Let's solve the problem step by step.

a. Finding the Mean

The mean (average) of a set of numbers is calculated by summing all the values and dividing by the number of values.

Given dataLet's solve the problem step by step.

a. Finding the Mean

The mean (average) of a set of numbers is calculated by summing all the values and dividing by the number of values.

Given $8.8, 7.1, 7.2, 8.2, 7.6, 8.6$

The mean $\bar{x}$ is calculated as: $\bar{x} = \frac{\sum_{i=1}^{n} x_i}{n}$ Where $n = 6$ is the number of samples, and $x_i$ are the observed values.

$\bar{x} = \frac{8.8 + 7.1 + 7.2 + 8.2 + 7.6 + 8.6}{6}$

$\bar{x} = \frac{47.5}{6} \approx 7.92 \, \text{mg/L}$

b.

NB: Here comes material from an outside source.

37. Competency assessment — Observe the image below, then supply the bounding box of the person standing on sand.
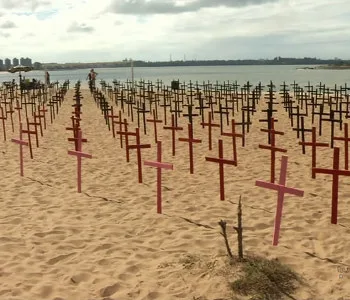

Finding the Variance

The variance measures how much the values differ from the mean.

The formula for variance $\sigma^2$ is: $\sigma^2 = \frac{\sum_{i=1}^{n} (x_i - \bar{x})^2}{n}$

1. Calculate the differences from the mean for each sample:

   • $8.8 - 7.92 \approx 0.88$
   • $7.1 - 7.92 \approx -0.82$
   • $7.2 - 7.92 \approx -0.72$
   • $8.2 - 7.92 \approx 0.28$
   • $7.6 - 7.92 \approx -0.32$
   • $8.6 - 7.92 \approx 0.68$

2. Square each difference:

   • $0.88^2 \approx 0.7744$
   • $(-0.82)^2 \approx 0.6724$
   • $(-0.72)^2 \approx 0.5184$
   • $0.28^2 \approx 0.0784$
   • $(-0.32)^2 \approx 0.1024$
   • $0.68^2 \approx 0.4624$

3. Sum these squared differences:

   • $0.7744 + 0.6724 + 0.5184 + 0.0784 + 0.1024 + 0.4624 \approx 2.6084$

4. Finally, divide by the number of samples: $\sigma^2 = \frac{2.6084}{6} \approx 0.4347 \, \text{mg}^2/\text{L}^2$

Final Answers:

• Mean: $7.92 \, \text{mg/L}$
• Variance: $0.4347 \, \text{mg}^2/\text{L}^2$

Would you like more details or have any questions?

Related Questions:

1. How do you calculate the standard deviation from the variance?
2. What is the importance of variance in analyzing data?
3. How would the variance change if an additional sample were added?
4. Can variance be negative? Why or why not?
5. How does the sample size affect the variance and standard deviation?

Tip:

Always ensure that you square the differences when calculating variance to avoid cancellation of positive and negative deviations from the mean.